Over the past 10 years, dynamic warm-ups have become “best practice” for athletes as they prep for exercise or sport. Dynamic, or a moving stretch, encourages athletes to move their joints and muscles through ranges as opposed to holding static poses to stretch their muscles. Examples of dynamic movements include high knees, butt kicks, leg swings, air squats, arm circles… really, any movement that allows muscles to be lengthened and shortened. I always teach people to start small and increase range, speed, and power in each movement with each rep.

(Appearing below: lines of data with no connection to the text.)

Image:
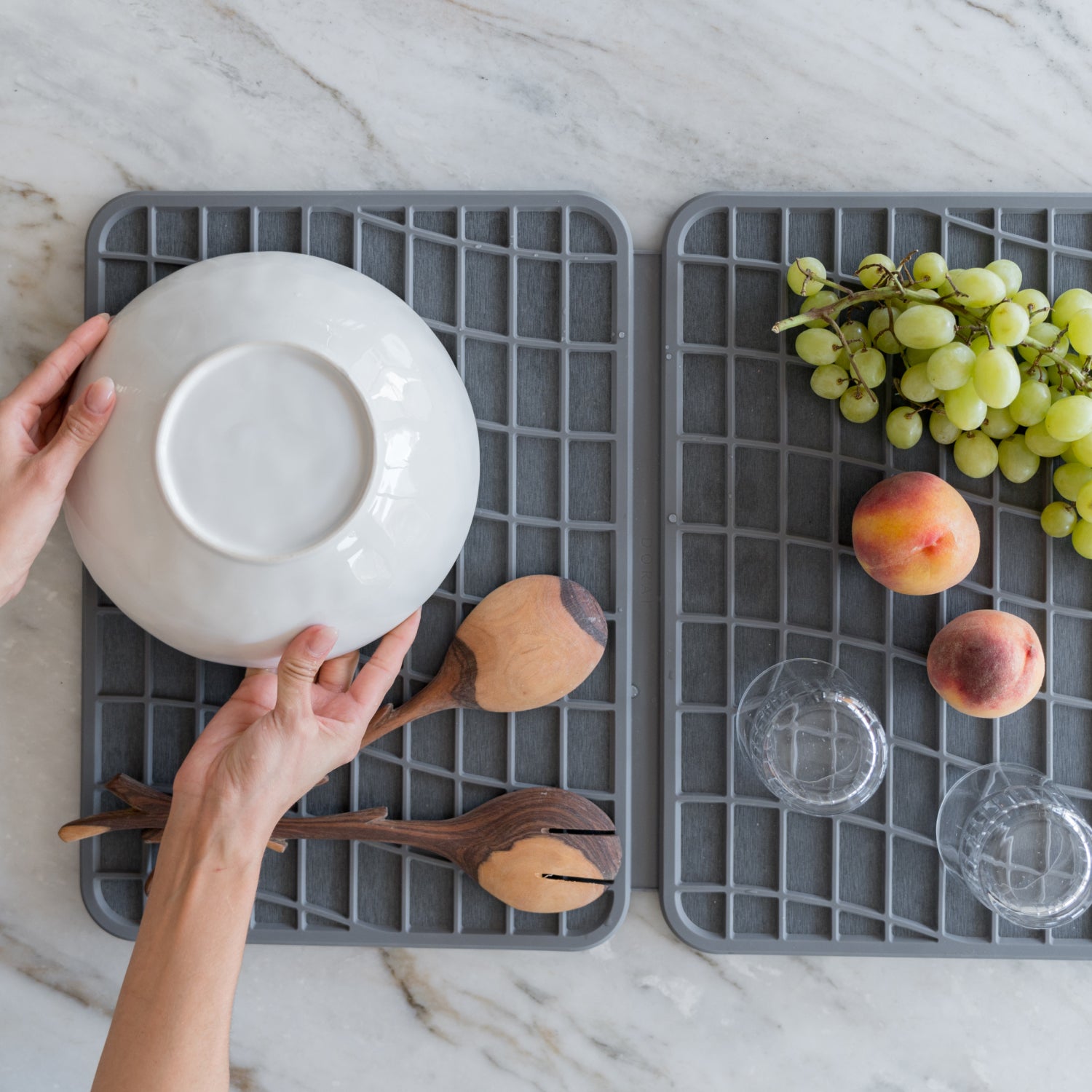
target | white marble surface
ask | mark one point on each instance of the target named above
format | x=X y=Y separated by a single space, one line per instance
x=648 y=104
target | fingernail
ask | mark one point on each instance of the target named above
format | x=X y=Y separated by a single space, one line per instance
x=321 y=641
x=100 y=395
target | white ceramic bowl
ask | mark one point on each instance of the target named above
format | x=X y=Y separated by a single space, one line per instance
x=290 y=445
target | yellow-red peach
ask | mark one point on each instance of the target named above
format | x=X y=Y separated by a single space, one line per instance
x=986 y=663
x=915 y=534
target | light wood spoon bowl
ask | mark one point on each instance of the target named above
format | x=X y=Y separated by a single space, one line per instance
x=526 y=644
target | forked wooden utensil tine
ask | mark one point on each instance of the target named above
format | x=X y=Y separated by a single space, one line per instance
x=539 y=850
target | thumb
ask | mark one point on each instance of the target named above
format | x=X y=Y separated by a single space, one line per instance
x=301 y=663
x=82 y=426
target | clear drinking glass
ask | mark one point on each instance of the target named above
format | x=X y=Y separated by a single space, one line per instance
x=814 y=740
x=1019 y=844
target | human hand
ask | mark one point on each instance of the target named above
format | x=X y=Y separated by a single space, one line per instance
x=41 y=447
x=280 y=734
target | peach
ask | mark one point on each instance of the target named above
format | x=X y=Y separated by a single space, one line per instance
x=915 y=534
x=986 y=663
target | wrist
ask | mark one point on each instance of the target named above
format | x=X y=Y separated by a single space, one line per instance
x=203 y=838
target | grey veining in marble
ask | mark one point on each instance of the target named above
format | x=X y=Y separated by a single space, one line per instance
x=646 y=104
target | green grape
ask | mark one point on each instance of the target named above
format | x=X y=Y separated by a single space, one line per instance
x=950 y=366
x=829 y=380
x=1068 y=304
x=946 y=290
x=1010 y=273
x=856 y=334
x=1083 y=537
x=806 y=275
x=925 y=325
x=1034 y=303
x=998 y=423
x=823 y=298
x=1042 y=443
x=965 y=408
x=1069 y=419
x=903 y=427
x=1031 y=403
x=1069 y=478
x=941 y=430
x=818 y=347
x=871 y=367
x=1059 y=519
x=996 y=377
x=1008 y=323
x=1017 y=461
x=858 y=404
x=930 y=270
x=1080 y=331
x=915 y=386
x=869 y=272
x=1083 y=450
x=1050 y=336
x=976 y=454
x=978 y=288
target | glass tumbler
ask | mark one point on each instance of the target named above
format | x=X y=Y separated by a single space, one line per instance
x=814 y=740
x=1019 y=844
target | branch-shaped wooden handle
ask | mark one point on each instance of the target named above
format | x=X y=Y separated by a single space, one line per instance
x=149 y=810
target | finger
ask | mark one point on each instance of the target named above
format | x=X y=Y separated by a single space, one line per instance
x=377 y=675
x=50 y=419
x=301 y=663
x=50 y=378
x=82 y=426
x=336 y=675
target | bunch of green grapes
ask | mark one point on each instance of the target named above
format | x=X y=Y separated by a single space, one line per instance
x=1004 y=378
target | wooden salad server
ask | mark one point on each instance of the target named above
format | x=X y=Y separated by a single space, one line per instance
x=526 y=644
x=539 y=850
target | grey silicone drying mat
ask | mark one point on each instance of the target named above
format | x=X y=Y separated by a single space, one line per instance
x=761 y=478
x=530 y=293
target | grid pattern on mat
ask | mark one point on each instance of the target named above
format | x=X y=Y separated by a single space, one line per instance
x=761 y=478
x=530 y=294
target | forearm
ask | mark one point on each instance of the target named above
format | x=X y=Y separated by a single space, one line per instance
x=172 y=1024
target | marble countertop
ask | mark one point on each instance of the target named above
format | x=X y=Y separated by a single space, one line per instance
x=646 y=104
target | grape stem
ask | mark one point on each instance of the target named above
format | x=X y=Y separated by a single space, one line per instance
x=895 y=290
x=831 y=310
x=849 y=353
x=1064 y=365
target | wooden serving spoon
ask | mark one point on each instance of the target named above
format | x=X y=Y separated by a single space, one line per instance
x=539 y=850
x=526 y=644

Studies show that there is actually a small dip in strength immediately following low load, long duration (static) stretches. So only focusing on static holds right before a workout, especially lifting can be potentially harmful and absolutely not beneficial.


I try to have a conversation with each and every one of my patients about their goals before starting treatment. If you want to walk, what do you think we will do? Walk. If you want to run, we will run. If you want to jump higher, we will practice jumping.  The same thought process needs to go for your warm up. If you are planning to squat during your work out, you would be doing yourself a disservice by spending your time only stretching your lats and riding a bike prior to starting your sets.

After your heart rate is elevated and you’re warm, make sure you specifically target the joints and muscles that you will use specifically for your workout.

All in all, as you warm-up before your next exercise session, focus on task-specific and efficient drills. Studies are showing warming up properly can be accomplished quickly if you are good stewards of your time and thoughtful in your movements. I think a warm-up can be accomplished in 8-10 minutes consisting of 3-4 movements if done well.

Here is an example of my go-to warm-up for any squatting or lower extremity dominate work out! (Sped up x1.5)


There is no perfect warm-up, nor one right answer. I do think there is good, better, best as you prepare for your workouts. So don’t be a hoodlum. Be an athlete. Spend some time being intentional about your warm-ups and I bet you will see less injury and better performance in your workouts.